A comparison of sera collected early in the course of her illness on 19 and 22 Sep 1995 (rescued from the trash can) showed seroconversion by RIBA assay at University of New Mexico; this is a rarely documented finding. PCR was also positive at UNM. This case was relatively mild and HPS may not have been suspected except for the publicity from Case #12. As with several other cases, it was a family member who alerted local health department people and the physician to the possibility of hantavirus infection.

Four days prior to illness the patient raked hay and noted many mice. Other potential rodent exposures could have occurred at a horse stable near her house or while working as a house cleaner. Patient interviews and environmental investigations are underway, including small mammal trapping.

NOTE: CASE #11 (follow-up): Results from field and laboratory studies of the Mono County resident described in the last HPMR are as follows: this patient had traveled to New Mexico 10 days prior to illness and died shortly after hospitalization.

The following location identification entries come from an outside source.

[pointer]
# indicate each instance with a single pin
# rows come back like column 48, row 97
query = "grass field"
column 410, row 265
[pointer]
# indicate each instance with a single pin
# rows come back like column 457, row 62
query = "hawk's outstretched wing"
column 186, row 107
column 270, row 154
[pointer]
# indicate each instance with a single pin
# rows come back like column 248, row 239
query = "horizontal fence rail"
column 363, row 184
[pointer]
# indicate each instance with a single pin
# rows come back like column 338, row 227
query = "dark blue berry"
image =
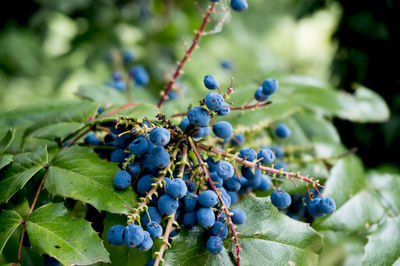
column 210, row 82
column 122, row 180
column 280, row 199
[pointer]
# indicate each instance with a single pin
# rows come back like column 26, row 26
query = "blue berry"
column 225, row 170
column 270, row 86
column 189, row 219
column 134, row 235
column 208, row 198
column 176, row 188
column 327, row 205
column 91, row 139
column 250, row 173
column 144, row 184
column 232, row 184
column 214, row 101
column 199, row 116
column 118, row 156
column 238, row 217
column 167, row 205
column 115, row 234
column 223, row 129
column 205, row 217
column 218, row 182
column 214, row 245
column 184, row 124
column 267, row 155
column 159, row 136
column 313, row 208
column 210, row 82
column 139, row 146
column 280, row 199
column 219, row 228
column 190, row 202
column 248, row 153
column 155, row 216
column 147, row 242
column 237, row 139
column 265, row 184
column 225, row 109
column 139, row 74
column 154, row 229
column 157, row 158
column 259, row 95
column 283, row 131
column 122, row 180
column 239, row 5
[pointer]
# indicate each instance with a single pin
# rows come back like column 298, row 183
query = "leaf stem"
column 188, row 52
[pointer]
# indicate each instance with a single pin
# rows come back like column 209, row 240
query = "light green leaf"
column 101, row 94
column 346, row 179
column 355, row 214
column 6, row 140
column 9, row 220
column 24, row 167
column 383, row 244
column 53, row 231
column 5, row 160
column 78, row 173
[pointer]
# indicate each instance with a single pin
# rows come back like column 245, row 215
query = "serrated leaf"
column 268, row 237
column 355, row 214
column 57, row 131
column 9, row 221
column 78, row 173
column 123, row 255
column 5, row 160
column 23, row 168
column 346, row 179
column 189, row 248
column 6, row 140
column 140, row 111
column 101, row 94
column 54, row 231
column 383, row 244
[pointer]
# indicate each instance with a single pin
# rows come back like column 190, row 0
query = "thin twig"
column 187, row 55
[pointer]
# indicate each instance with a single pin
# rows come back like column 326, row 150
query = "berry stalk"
column 214, row 188
column 187, row 55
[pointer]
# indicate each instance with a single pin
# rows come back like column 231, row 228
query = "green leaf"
column 9, row 220
column 355, row 214
column 346, row 179
column 24, row 167
column 53, row 231
column 7, row 139
column 140, row 111
column 383, row 244
column 78, row 173
column 268, row 237
column 101, row 94
column 57, row 131
column 123, row 255
column 5, row 160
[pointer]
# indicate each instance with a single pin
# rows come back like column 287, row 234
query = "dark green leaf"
column 355, row 214
column 346, row 179
column 24, row 166
column 5, row 160
column 383, row 244
column 9, row 221
column 53, row 231
column 78, row 173
column 7, row 139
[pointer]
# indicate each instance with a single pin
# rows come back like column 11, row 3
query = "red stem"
column 187, row 55
column 226, row 209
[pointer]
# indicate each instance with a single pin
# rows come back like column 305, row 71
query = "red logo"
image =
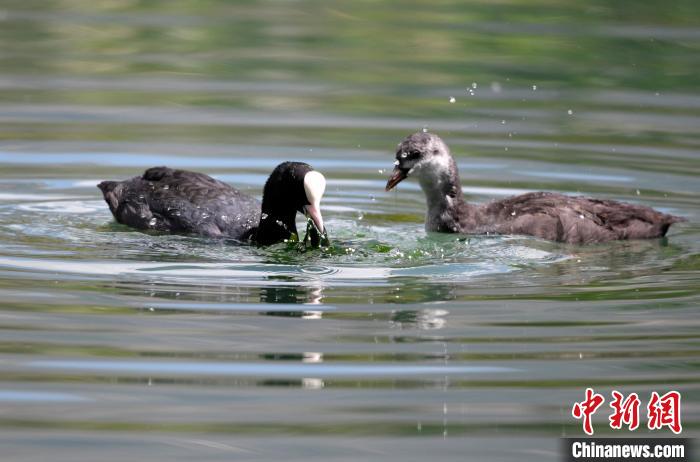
column 662, row 411
column 587, row 408
column 624, row 411
column 665, row 411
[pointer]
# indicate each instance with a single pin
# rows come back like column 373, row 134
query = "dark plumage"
column 183, row 202
column 557, row 217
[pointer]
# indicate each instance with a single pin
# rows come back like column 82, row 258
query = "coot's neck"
column 443, row 192
column 275, row 225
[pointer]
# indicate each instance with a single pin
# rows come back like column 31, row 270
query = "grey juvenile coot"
column 552, row 216
column 179, row 201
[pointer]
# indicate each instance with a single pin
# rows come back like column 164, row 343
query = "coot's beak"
column 397, row 176
column 313, row 211
column 314, row 187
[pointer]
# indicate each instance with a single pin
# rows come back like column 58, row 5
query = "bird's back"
column 180, row 201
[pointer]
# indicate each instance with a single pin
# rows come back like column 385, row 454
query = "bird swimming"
column 552, row 216
column 183, row 202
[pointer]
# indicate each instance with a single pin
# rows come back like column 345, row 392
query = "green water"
column 392, row 344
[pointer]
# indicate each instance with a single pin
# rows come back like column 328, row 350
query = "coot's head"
column 292, row 187
column 422, row 155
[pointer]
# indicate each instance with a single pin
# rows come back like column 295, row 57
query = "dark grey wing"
column 180, row 201
column 578, row 220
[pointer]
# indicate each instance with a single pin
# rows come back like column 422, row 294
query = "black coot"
column 183, row 202
column 552, row 216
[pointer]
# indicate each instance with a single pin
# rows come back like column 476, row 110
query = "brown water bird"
column 184, row 202
column 557, row 217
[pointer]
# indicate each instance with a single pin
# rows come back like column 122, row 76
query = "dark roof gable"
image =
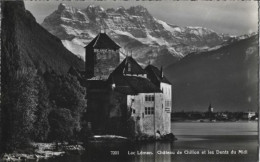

Before leaving on his trip, he thoroughly cleaned his home in Mono County, California; he reportedly had a rodent problem at his home. Mice trapped at a potential exposure site in New Mexico were seronegative. In contrast, 6/11 deer mice trapped around his home in Mono County were seropositive. Molecular epidemiology studies at the University of New Mexico strongly suggested that his infection occurred in California, specifically in and around his residence.